The Fourth Fleet
February 18, 2009
The reestablishment of the U.S. Fourth Fleet in Latin America is intended to address the increased role of maritime forces. It also serves to demonstrate U.S. commitment to regional partners. Unfortunately, the benign rebranding of U.S. naval forces at U.S. Southern Command (SOUTHCOM) as the “Fourth Fleet” has been viewed by U.S. friends and allies in the region with great skepticism. At its core, this question raises the issue of whether or not the use of a military structure to achieve goals not necessarily military in nature undermines the Fourth Fleet’s objectives—to assure regional partners about the U.S. commitment to maritime security in the southern part of the Western Hemisphere. It also raises the question of whether more effective public diplomacy can and should be able to ameliorate any concerns about the fleet’s military mission.
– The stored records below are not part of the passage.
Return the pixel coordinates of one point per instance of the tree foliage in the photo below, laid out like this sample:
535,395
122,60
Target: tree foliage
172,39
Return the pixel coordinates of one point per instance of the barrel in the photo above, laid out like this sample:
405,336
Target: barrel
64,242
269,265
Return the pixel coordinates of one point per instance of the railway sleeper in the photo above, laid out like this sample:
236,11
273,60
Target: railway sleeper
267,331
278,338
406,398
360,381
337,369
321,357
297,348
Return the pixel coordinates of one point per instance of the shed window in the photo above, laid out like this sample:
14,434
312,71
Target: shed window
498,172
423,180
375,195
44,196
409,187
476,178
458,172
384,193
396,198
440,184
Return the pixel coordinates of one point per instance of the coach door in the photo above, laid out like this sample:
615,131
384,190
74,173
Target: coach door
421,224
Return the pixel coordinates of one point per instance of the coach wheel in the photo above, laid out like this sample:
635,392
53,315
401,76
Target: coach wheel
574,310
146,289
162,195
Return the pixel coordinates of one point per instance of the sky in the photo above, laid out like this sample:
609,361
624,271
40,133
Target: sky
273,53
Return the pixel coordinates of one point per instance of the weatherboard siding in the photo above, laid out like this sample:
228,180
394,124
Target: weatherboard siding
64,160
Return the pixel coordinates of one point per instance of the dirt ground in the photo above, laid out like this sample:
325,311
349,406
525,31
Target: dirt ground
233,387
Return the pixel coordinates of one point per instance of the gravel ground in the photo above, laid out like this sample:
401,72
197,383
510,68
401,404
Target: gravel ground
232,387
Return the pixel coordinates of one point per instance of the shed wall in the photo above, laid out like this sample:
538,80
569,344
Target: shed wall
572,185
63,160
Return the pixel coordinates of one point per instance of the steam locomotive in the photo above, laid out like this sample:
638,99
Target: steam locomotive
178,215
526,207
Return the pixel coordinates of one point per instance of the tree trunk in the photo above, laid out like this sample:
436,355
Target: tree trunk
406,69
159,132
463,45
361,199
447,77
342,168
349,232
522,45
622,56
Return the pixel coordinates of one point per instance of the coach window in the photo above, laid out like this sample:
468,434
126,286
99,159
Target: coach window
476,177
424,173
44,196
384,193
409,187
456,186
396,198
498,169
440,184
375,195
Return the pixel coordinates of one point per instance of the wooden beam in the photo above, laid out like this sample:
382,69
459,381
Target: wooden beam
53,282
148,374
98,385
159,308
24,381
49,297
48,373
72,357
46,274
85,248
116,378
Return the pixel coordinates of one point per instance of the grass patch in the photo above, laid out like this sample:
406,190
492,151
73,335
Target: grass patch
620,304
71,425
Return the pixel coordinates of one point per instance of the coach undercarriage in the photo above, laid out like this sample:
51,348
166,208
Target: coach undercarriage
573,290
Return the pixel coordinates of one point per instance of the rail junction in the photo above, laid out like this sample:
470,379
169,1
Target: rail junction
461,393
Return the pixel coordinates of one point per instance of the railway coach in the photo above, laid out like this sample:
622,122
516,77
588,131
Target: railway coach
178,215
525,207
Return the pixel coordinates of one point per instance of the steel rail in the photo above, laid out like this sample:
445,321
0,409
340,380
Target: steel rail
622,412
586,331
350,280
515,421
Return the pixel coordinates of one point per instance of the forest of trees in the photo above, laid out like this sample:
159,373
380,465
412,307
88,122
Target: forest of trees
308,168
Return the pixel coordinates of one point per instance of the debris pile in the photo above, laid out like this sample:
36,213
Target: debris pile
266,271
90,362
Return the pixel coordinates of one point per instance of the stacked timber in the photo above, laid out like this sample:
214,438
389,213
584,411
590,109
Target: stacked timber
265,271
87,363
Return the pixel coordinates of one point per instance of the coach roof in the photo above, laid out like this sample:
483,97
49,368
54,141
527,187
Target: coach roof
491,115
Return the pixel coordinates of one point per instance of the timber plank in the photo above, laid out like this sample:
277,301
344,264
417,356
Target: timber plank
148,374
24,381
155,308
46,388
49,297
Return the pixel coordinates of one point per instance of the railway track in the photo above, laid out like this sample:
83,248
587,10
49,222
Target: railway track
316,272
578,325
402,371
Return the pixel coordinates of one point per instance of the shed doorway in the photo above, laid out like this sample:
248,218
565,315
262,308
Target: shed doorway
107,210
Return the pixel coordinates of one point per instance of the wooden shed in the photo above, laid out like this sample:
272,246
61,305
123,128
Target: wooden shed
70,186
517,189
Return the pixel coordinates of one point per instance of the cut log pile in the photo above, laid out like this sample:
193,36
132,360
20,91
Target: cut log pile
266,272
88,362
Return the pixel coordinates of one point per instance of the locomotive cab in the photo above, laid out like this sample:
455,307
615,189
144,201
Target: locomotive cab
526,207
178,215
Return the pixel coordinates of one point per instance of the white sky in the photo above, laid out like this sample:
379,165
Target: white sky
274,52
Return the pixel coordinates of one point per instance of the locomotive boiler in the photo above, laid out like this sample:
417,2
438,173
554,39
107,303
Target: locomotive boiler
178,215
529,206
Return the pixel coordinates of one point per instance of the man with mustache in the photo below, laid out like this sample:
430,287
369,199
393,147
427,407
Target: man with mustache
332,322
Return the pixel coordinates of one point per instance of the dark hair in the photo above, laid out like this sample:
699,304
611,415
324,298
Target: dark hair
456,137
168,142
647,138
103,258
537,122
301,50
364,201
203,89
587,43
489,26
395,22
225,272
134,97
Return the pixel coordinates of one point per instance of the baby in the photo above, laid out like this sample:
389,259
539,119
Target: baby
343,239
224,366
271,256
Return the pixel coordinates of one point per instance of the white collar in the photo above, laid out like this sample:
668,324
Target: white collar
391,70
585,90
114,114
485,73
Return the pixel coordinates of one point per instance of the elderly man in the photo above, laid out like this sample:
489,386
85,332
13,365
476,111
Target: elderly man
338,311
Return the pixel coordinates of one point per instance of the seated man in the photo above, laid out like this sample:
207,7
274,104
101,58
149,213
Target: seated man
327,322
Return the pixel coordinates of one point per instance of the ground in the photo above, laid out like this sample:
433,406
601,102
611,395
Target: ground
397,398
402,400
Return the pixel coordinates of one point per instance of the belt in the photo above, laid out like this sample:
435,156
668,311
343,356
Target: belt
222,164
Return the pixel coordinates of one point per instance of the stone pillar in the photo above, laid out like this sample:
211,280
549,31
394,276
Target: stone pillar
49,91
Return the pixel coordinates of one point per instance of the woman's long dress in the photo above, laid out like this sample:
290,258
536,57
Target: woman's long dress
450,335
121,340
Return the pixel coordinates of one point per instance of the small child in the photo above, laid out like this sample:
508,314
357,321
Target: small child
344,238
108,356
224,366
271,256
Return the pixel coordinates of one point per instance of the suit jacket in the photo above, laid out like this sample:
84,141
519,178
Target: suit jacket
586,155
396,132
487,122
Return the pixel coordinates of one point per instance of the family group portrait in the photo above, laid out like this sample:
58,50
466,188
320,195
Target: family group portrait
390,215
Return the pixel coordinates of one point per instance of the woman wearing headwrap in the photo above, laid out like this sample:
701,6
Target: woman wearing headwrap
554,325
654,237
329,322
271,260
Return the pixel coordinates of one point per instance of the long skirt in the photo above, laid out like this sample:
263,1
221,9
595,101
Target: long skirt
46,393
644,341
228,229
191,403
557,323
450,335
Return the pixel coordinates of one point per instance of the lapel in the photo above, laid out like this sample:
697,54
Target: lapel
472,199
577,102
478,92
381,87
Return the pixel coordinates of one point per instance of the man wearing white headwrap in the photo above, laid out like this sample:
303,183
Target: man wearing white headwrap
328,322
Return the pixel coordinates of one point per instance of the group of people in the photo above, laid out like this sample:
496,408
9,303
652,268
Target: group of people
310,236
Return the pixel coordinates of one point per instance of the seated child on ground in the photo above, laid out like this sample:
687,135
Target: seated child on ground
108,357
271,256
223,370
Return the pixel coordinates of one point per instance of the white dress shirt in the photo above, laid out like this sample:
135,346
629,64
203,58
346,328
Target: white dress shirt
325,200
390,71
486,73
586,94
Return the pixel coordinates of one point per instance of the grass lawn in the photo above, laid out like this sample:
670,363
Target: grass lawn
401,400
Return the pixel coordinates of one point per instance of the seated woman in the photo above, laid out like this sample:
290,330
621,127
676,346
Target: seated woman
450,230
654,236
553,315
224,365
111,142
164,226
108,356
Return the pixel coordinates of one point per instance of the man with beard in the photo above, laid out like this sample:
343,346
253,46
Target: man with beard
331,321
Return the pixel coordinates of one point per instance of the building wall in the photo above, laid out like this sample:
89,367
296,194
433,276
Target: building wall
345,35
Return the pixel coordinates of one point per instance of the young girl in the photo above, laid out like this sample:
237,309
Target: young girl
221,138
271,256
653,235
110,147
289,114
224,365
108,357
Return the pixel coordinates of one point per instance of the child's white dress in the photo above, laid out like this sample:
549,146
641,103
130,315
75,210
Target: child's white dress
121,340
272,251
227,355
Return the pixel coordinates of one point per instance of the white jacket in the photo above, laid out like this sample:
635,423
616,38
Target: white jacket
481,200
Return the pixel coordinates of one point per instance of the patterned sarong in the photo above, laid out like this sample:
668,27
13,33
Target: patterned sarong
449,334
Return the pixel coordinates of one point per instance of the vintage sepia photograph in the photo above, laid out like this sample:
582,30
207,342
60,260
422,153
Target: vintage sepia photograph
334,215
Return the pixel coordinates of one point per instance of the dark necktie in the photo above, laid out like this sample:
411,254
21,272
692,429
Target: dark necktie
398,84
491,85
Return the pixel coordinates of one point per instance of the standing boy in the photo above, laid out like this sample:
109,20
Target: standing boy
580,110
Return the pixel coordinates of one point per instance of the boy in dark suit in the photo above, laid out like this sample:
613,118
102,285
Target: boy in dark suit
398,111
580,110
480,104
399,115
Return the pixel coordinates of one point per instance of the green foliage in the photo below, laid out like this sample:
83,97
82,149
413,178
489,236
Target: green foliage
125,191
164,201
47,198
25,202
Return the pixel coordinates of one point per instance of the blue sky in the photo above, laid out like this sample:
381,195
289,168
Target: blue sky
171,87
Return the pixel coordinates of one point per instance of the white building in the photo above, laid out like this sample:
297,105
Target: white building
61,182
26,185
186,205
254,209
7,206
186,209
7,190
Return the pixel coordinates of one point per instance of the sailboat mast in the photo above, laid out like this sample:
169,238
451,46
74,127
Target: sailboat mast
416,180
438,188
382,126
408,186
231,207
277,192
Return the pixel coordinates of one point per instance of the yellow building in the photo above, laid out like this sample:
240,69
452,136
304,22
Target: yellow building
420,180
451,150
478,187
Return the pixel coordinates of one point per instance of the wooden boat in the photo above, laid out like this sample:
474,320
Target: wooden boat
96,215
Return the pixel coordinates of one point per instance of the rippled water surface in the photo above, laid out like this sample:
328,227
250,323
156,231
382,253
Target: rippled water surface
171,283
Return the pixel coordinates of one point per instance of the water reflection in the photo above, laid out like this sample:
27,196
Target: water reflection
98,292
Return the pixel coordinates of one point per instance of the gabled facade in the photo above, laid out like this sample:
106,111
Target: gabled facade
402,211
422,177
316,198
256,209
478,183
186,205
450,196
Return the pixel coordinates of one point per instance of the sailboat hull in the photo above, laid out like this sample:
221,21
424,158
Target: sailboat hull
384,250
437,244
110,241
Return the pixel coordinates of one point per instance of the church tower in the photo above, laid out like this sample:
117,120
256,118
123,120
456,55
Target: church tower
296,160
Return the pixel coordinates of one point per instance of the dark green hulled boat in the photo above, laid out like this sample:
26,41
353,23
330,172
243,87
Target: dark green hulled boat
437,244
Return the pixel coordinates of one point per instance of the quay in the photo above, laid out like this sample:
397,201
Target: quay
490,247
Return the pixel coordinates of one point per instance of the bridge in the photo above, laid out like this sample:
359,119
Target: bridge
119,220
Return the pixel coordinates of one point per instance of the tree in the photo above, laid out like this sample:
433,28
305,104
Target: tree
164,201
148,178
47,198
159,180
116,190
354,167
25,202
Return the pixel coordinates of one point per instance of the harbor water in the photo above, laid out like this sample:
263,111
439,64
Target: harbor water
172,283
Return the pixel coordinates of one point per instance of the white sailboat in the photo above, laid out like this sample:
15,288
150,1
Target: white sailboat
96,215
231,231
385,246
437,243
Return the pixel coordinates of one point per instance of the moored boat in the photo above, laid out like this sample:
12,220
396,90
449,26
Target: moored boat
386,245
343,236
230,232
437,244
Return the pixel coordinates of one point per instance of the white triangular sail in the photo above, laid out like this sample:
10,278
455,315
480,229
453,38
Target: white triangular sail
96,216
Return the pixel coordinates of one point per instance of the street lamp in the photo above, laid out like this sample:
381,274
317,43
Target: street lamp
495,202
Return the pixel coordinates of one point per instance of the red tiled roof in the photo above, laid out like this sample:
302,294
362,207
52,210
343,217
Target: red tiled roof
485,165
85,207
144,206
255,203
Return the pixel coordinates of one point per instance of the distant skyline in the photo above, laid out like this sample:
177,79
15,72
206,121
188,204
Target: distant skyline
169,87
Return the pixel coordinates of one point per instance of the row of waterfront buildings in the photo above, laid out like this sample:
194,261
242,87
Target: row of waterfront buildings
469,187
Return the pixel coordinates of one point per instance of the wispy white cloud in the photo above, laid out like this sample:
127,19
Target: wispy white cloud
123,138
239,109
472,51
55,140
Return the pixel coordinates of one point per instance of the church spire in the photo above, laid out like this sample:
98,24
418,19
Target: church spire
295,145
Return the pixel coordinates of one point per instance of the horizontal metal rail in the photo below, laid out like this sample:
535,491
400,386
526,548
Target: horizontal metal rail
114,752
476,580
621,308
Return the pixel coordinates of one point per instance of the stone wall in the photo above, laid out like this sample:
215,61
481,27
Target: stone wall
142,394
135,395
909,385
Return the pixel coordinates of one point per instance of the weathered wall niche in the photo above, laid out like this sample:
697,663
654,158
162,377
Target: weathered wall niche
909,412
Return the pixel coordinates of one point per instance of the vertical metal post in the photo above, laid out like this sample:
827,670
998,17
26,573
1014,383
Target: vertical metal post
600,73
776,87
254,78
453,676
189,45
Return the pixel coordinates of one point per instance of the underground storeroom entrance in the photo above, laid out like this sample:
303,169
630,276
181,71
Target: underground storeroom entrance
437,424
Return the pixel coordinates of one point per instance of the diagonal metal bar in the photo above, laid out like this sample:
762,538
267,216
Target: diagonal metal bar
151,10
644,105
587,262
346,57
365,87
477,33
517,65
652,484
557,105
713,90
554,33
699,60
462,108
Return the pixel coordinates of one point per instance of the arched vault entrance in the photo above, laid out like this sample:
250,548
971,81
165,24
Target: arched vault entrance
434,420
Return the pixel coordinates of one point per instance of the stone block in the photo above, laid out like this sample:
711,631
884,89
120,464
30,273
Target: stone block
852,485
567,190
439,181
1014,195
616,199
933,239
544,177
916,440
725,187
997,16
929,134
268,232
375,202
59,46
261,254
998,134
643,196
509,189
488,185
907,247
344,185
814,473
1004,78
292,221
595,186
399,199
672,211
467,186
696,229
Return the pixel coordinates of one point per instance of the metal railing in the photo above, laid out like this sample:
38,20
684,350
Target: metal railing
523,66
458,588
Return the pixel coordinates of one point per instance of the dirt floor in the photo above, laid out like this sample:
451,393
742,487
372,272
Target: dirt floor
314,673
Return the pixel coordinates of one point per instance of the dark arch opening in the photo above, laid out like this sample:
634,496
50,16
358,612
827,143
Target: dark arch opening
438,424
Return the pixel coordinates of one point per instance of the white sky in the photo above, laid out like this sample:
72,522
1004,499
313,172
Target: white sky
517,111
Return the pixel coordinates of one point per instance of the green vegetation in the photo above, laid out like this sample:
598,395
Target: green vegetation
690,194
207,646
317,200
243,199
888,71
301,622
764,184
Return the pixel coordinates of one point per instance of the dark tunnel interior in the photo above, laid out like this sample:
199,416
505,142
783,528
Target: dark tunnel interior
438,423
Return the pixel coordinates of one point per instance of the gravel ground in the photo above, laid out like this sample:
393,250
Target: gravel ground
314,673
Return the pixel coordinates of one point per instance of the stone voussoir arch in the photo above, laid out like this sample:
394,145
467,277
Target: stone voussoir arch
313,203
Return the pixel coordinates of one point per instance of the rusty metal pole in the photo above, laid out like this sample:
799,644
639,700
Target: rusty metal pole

The observed negative reaction in Latin America to the Fourth Fleet necessitates some serious thought over what it will take to ensure that the United States remains a welcome and constructive interlocutor in a region where security interests are evolving from concerns about bilateral conflicts to transnational threats. The new Obama administration will have to consider how to reassure U.S. friends in this hemisphere that the “smart power” approach is only enhanced by strong civilian leadership accompanied by democratic military assets that can support the development of the region.